Telecommunications:

TECHNOLOGY POSES RISK OF ANARCHY, EXPERTS SAY

OSAKA, Japan -- The multimedia revolution
epitomized by the Internet is more likely to wreck
than improve your life, and could one day drag the
world into total anarchy, telecommunications
experts say.
   "The telecommunications revolution is all
about control and power," Delbert Smith, a U.S.
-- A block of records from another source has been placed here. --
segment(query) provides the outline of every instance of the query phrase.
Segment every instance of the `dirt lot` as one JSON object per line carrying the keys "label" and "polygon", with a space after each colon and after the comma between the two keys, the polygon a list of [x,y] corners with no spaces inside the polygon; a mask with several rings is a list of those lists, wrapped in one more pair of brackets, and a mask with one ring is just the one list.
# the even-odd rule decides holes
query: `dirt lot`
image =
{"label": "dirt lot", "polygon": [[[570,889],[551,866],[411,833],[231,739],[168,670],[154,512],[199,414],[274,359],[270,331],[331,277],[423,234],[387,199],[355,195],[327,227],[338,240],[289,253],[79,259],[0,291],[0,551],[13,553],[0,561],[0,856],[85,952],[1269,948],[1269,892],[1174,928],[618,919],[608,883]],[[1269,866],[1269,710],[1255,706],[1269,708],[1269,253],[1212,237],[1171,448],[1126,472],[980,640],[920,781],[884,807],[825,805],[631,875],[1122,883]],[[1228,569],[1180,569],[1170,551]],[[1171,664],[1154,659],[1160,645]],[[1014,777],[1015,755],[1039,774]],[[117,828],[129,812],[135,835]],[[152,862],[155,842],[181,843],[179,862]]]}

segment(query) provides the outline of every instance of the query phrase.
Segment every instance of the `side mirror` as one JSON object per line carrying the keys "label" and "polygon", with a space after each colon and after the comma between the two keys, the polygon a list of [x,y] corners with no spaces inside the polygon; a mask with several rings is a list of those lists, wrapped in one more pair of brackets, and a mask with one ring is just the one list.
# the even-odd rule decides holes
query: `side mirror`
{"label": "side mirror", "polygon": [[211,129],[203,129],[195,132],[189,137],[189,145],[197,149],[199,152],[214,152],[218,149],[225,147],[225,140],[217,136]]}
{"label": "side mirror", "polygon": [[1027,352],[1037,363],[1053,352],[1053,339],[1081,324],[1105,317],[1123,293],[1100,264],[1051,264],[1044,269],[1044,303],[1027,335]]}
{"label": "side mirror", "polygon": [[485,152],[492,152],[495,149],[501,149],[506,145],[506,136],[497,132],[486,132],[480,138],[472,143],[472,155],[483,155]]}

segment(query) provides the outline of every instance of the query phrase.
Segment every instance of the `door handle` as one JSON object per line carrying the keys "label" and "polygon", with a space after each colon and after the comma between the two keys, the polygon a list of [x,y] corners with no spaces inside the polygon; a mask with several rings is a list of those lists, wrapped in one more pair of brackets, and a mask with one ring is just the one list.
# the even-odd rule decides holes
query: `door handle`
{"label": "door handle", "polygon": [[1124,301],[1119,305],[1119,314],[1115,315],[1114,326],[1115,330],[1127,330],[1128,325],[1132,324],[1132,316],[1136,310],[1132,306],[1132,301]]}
lawyers, told more than 100 telecommunications
experts this week at the final session of an
International Institute of Communications
conference.
   "Hell is a loss of privacy, and nothing brings
us closer to hell than telecommunications
technology.  We will all end up consumers with no
privacy in a technological world with no
protections," he told London-based IIC's annual
conference in Osaka.
   In a debate ending the three-day conference,
experts from 23 nations overturned a motion
insisting the telecommunications revolution would
usher in an era of "heaven on earth."
   Instead, they decided that while it would
improve access to information, it would also
probably destroy jobs, isolate women, eliminate
time for "quiet contemplation," and possibly end
in complete anarchy.
   John Eger, communications and public policy
professor at San Diego State University, said
there's nothing inherently wrong with new
technology, but mankind had misused it for
centuries and would probably continue to do so.
   Eger said the divide between rich and poor and
troubles in Ireland, Canada, Nigeria and other
religious, linguistic and tribal conflicts, were
to some extent started and fuelled by the spread
of telecommunications, which lends itself easily
to sensationalism and propaganda.
   "Is this what technology gave birth to?  Is
this the potential reversal we will witness in the
wake of the communications revolution?" he said.
   "This is the hell that we must do something
about if we are to succeed and survive."